Gastrointestinal Cancers are a major healthcare challenge around the world. Colon cancer is among the most frequent causes of death and also gastric cancer is a major threat, mainly in some geographic locations of the world, such as Japan.
Cancers of the esophagus are progressing since underlying reflux disease is becoming widespread, linked to overweight, stress and dietary habits.
Thus gastrointestinal (GI) cancers are a very relevant source of personal suffering and also a reason for significant healthcare spending in the healthcare systems of developed countries.
GI cancers will lead to death if they remain untreated or lead to the need of major resective surgery or other aggressive treatments if not treated early enough.
Therefore early detection of GI cancer is paramount in the fight against this group of diseases. If detected at an early stage local treatment means, such as locally circumscribed resection, are feasible. The diagnosis at the stage of precursor disease is even more effective since it does not yet represent malignancy, though it may turn into malignant disease. Among these pre-malignant precursors, called precancerosis, are several types of colon polyps with respect to colon cancer of Barret’s esophagus, a consequence of long-lasting gastroesophageal reflux disease, with respect to esophageal carcinoma.
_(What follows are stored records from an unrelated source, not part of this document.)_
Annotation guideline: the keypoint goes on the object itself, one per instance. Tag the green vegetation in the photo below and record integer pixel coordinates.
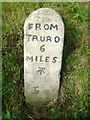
(74, 98)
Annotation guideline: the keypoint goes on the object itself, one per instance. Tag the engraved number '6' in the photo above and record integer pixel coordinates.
(42, 48)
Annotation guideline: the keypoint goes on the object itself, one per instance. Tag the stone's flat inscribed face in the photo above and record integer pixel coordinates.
(43, 46)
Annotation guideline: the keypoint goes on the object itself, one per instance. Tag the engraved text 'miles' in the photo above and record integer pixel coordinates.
(43, 46)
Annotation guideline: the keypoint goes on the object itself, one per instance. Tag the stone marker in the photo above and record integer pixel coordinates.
(43, 47)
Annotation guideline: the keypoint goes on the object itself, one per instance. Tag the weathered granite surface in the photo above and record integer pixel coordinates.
(43, 47)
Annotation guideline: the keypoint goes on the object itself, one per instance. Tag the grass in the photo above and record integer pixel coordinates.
(74, 98)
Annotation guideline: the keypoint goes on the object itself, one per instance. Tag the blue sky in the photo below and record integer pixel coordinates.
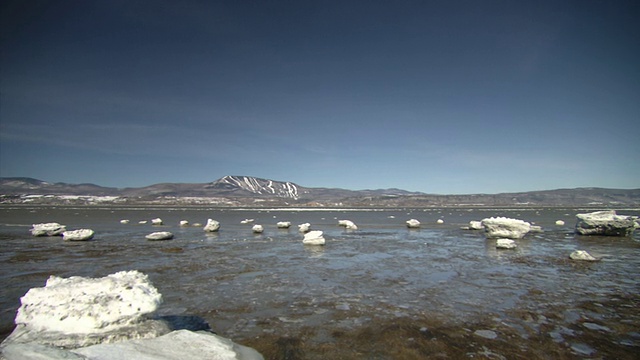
(444, 97)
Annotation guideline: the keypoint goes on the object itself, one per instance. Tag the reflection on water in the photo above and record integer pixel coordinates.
(246, 285)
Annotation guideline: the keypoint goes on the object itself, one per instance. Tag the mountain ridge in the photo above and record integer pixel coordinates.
(238, 190)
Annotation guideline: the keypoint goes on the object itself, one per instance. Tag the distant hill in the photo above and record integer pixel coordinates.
(254, 191)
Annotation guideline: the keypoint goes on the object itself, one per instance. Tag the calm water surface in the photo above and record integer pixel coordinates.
(246, 285)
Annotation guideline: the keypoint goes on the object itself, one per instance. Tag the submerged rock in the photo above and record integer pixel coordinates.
(502, 227)
(47, 229)
(606, 223)
(78, 235)
(413, 223)
(313, 238)
(212, 226)
(582, 255)
(160, 235)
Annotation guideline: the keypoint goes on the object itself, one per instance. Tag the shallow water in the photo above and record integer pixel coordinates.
(247, 285)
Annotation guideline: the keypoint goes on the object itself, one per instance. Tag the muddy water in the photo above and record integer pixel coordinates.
(449, 291)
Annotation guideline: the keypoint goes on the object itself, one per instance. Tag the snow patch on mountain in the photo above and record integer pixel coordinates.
(259, 186)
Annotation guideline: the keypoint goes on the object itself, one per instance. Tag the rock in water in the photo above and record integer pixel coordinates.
(605, 223)
(160, 235)
(502, 227)
(582, 255)
(77, 311)
(47, 229)
(313, 238)
(413, 223)
(78, 235)
(212, 226)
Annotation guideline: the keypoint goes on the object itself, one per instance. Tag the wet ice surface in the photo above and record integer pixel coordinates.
(247, 284)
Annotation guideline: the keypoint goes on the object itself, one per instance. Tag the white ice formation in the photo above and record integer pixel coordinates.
(502, 227)
(313, 238)
(582, 255)
(605, 223)
(505, 244)
(212, 225)
(107, 318)
(47, 229)
(413, 223)
(160, 235)
(79, 311)
(348, 224)
(304, 227)
(78, 235)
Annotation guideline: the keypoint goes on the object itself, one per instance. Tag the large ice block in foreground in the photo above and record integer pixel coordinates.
(502, 227)
(605, 223)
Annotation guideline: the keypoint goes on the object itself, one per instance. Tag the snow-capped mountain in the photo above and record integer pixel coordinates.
(257, 186)
(249, 191)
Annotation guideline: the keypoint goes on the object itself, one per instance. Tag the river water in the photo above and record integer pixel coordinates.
(270, 286)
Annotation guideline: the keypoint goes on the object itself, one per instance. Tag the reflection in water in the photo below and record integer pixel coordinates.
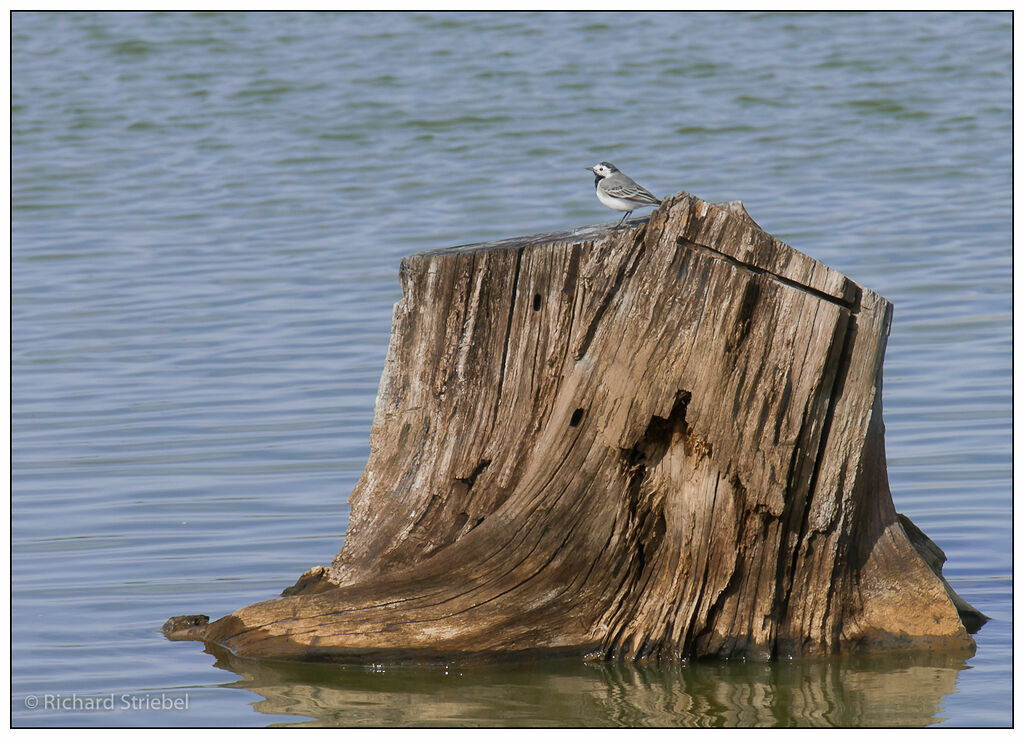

If the disease is detected at this stage of pre-malignancy, local therapy, such as tissue resection or destruction, can be used to eradicate the disease before malignant transformation and the onset of invasive cancer.
This golden gap between the presence of pre-malignant disease and the beginning of malignant transformation is typical for several types of GI cancers. This is the key for the medical strategy of early detection and therapy.
That enables and necessitates a global approach by companies, nongovernmental organizations and international bodies to challenge GI cancers.
Early detection programs with screening colonoscopy are widely supported by the medical community and also become integrated into the reimbursement scheme in many countries. However only a fraction of patients make use of screening endoscopy since current procedures can be associated with discomfort and pain. Thus the development of novel painless endoscopic devices is needed to increase cancer screening rates. Wireless capsule endoscopy might be an answer to this problem, but current passive capsules cannot replace conventional endoscopy in terms of diagnostic and therapeutic performance. Advanced technology can enhance capsule endoscopy to a level at which it can compete with traditional endoscopy. This development is the main objective of the VECTOR project.